I've written about how to add a diagonal line to a scatter plot by using the SGPLOT procedure in SAS 9.2. The main idea (use the VECTOR statement) is easy enough, but writing a program that handles a line with any slope requires some additional effort.
Add a Diagonal Line
Adding a diagonal line is now trivial with the LINEPARM statement: just specify the equation for the line in "point-slope" form. Use the X= and Y= options to specify a point that the line passes through; use the SLOPE= option to specify the slope. For example, the following statements create a scatter plot of variables in the SASHelp.Cars data set, and overlay the identity line, which has unit slope and passes through the origin:
proc sgplot data=sashelp.cars noautolegend; title "Graph with Diagonal Line"; scatter x=MPG_City y=MPG_Highway; lineparm x=0 y=0 slope=1; /** intercept, slope **/ xaxis grid; yaxis grid; run;
Add Multiple Lines
You can overlay multiple lines on a plot by specifying the name of a variable for the X=, Y=, and SLOPE= options. For example, suppose that you want to plot several lines that represent different linear regression models. The following DATA step creates a SAS data set with parameter estimates for three lines: ordinary least squares regression, robust M-estimation, and robust least trimmed squares (LTS) estimation:
data lines; input Method $ Intercept Slope; datalines; OLS 6.15322 1.03138 M 4.8254 1.1026 LTS 6.2569 1.0514 ;
The following statements add these variables and observations to the SASHelp.Cars data, and create a plot (click to enlarge) that displays the lines and the data:
data cars; set sashelp.cars lines; run; proc sgplot data=cars noautolegend; title "Three Regression Lines"; scatter x=MPG_City y=MPG_Highway; lineparm x=0 y=Intercept slope=Slope / group=Method curvelabel noextend; xaxis grid offsetmax=0.07; yaxis grid offsetmax=0.05; run;
Notice that outliers and high-leverage points "pull down" the OLS line, whereas the robust regression lines are not affected. Also, notice a few techniques used in the PROC SGPLOT call:
- The CARS data set has a block structure: the SASHelp.Cars data occupies the upper left block and the LINES data occupies the lower right block. Missing values occupy the other two blocks.
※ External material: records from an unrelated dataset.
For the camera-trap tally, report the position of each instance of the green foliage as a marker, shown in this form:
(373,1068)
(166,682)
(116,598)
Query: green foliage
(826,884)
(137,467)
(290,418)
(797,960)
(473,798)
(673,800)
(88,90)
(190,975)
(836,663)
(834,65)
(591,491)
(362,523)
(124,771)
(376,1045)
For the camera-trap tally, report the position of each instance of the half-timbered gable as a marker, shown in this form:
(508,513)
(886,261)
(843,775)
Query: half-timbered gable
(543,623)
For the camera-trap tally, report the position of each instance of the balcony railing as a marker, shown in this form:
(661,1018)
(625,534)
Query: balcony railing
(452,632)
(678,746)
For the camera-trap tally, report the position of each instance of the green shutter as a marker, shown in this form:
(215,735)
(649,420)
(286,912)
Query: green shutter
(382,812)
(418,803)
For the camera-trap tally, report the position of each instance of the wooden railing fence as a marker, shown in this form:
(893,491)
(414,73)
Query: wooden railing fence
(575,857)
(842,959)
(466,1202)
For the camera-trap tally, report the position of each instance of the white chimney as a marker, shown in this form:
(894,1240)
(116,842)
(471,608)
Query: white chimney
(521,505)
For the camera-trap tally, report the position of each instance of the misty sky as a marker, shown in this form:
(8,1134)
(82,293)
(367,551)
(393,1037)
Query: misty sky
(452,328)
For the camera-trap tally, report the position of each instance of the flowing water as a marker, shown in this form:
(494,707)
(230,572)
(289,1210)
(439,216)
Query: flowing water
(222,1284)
- The names of the Intercept and Slope variables are used for the Y= and SLOPE= options, respectively.
- The GROUP= option is used so that each line gets different graphical attributes (such as colors).
- The NOEXTEND option is used in conjunction with the OFFSETMAX= option in the XAXIS and YAXIS statements in order to create blank space in the upper right corner of the plot. That area is used to label the lines. The labels come from the Method variable.
Thanks, SAS 9.3. Sometimes a small feature can make a big difference.